Peter was cleaning the bar with a white towel, in small circles. He looked down at his hands as though just now realizing that they belonged to him and did his mind’s bidding. He stilled them and looked up. Again, even though she knew to expect it, the green of his eyes surprised her against his black hair. “Black Irish except we’re French,” he’d said to her once in the flat accent that he said everyone spoke with where he grew up—a small town somewhere west of New Orleans, a place she was unlikely ever to visit.
“Okay,” he said. “There was a girl who used to come in here once or twice a week, usually pretty late, say three in the morning, and she’d nurse one drink and smoke a whole pack of cigarettes like she was really mad at someone. I always wanted to ask her who she was mad at and what for.”
“Everyone’s mad at someone, right?”
“I was just curious, specifically. It was a thing I wanted to know. Don’t you ever look at people and wonder about them? Wonder what makes them tick, or what’s going on inside their brains?”
Johanna shrugged and pulled her wallet from her back pocket to pay. “I guess I tend to take people at their face value.”
“What you see is what you get?”
She handed him a twenty-dollar bill and watched him from behind as he counted change from the till. Before he turned around she said, “Not what you see, maybe, but what they do is what you get. Thoughts are between a person and himself. What someone does, that’s what matters to other people, what changes the world.”
“I’m not sure I agree.”
“See, whether or not you agree is between you and you. Only if you argue with me does it have anything to do with me.”
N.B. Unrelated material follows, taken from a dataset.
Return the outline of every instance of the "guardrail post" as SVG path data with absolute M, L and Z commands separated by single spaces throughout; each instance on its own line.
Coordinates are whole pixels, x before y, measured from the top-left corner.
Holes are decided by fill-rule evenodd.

Peter stared at her, head barely tilted but tilted.
Johanna offered the closest thing she had to a smile. “And now you are thinking that it was better when you didn’t ask your customers questions.”
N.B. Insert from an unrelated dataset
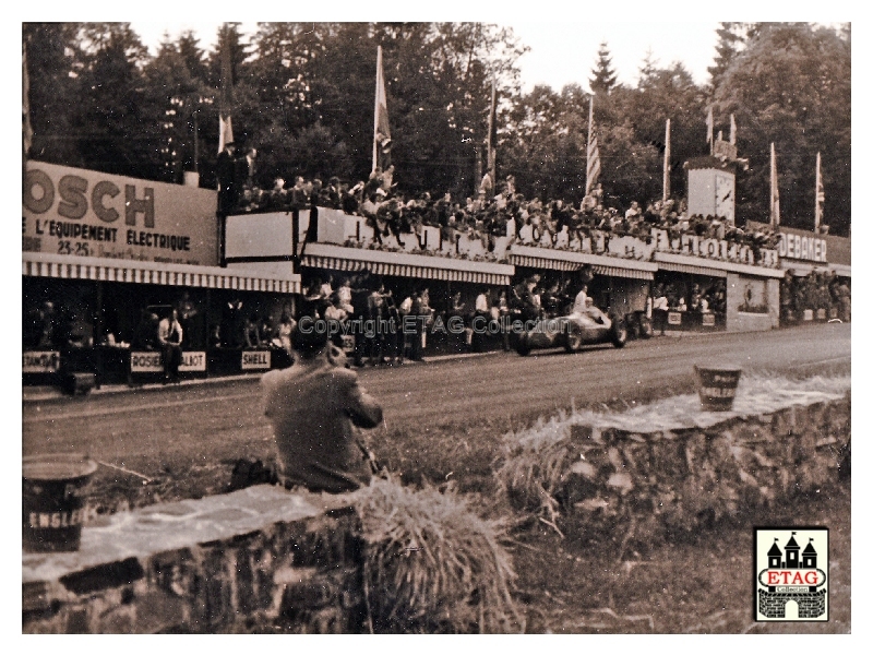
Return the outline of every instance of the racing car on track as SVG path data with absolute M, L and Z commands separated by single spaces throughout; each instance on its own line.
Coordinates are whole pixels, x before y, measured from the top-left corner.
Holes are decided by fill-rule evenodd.
M 627 342 L 627 326 L 623 319 L 608 317 L 594 308 L 558 318 L 543 318 L 526 325 L 516 335 L 515 352 L 523 357 L 535 348 L 560 348 L 576 353 L 583 346 L 611 343 L 621 348 Z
He shook his head, grinned. “That’s between me and me, but what I was thinking is that today is the most you’ve ever talked by a long shot. Anyway, as soon as I get some of this stuff cleaned up, we’ll do what we can about getting some beer on tap again. Even the check pads are soaked.” He gestured to the tall stack of wet newsprint, game boxes, and receipt pads in the corner behind the bar. “This is the only dry paper in the place.” He pushed a folded paper on the counter toward Johanna.
She flipped it open: the back of the front section. The headline read: “Tourist found in Hotel Richelieu victim of murder, not storm.” Under the headline stared out a face she had not seen in ten years or on this side of the ocean. The same wide cheekbones, but the washed-out eyes were locked rigid, the pupils smaller than life.
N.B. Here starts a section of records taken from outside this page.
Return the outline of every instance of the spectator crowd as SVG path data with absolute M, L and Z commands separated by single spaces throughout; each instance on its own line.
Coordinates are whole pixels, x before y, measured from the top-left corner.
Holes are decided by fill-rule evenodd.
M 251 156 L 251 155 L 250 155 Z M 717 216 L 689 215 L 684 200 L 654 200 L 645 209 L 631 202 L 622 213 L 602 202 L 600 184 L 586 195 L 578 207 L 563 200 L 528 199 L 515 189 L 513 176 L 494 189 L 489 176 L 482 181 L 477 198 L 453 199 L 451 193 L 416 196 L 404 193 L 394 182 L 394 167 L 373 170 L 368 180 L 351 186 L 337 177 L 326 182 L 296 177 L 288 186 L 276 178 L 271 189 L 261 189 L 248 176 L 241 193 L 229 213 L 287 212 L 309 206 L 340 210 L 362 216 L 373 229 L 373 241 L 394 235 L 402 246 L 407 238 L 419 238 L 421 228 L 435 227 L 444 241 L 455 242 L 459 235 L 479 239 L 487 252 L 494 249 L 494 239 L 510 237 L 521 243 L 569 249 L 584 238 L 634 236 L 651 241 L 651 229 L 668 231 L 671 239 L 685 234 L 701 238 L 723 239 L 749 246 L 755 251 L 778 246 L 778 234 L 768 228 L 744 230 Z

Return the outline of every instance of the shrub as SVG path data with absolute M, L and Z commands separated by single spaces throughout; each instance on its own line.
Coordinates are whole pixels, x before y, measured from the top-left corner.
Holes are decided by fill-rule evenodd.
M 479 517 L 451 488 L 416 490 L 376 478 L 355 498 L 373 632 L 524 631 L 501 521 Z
Peter cocked his head. “Good time to kill someone, I guess, right when a hurricane hits. Not like it’s going to be a top investigative priority.”
Ladislav had been less than two blocks from where she lived and worked. He had died there, that close to her. He had seen her, maybe, without her knowing it. The room went from warm to cold, and Johanna shivered with the recognition that there is no such thing in the world as a coincidence that large.
She looked directly at Peter, willing her face to form a flat surface with nothing behind it—words on a page that signify nothing in the real world. “I guess that would be a good strategy.” She re-pocketed her wallet and walked back to her studio, leaving the newspaper where it lay, as though it held nothing of interest to her.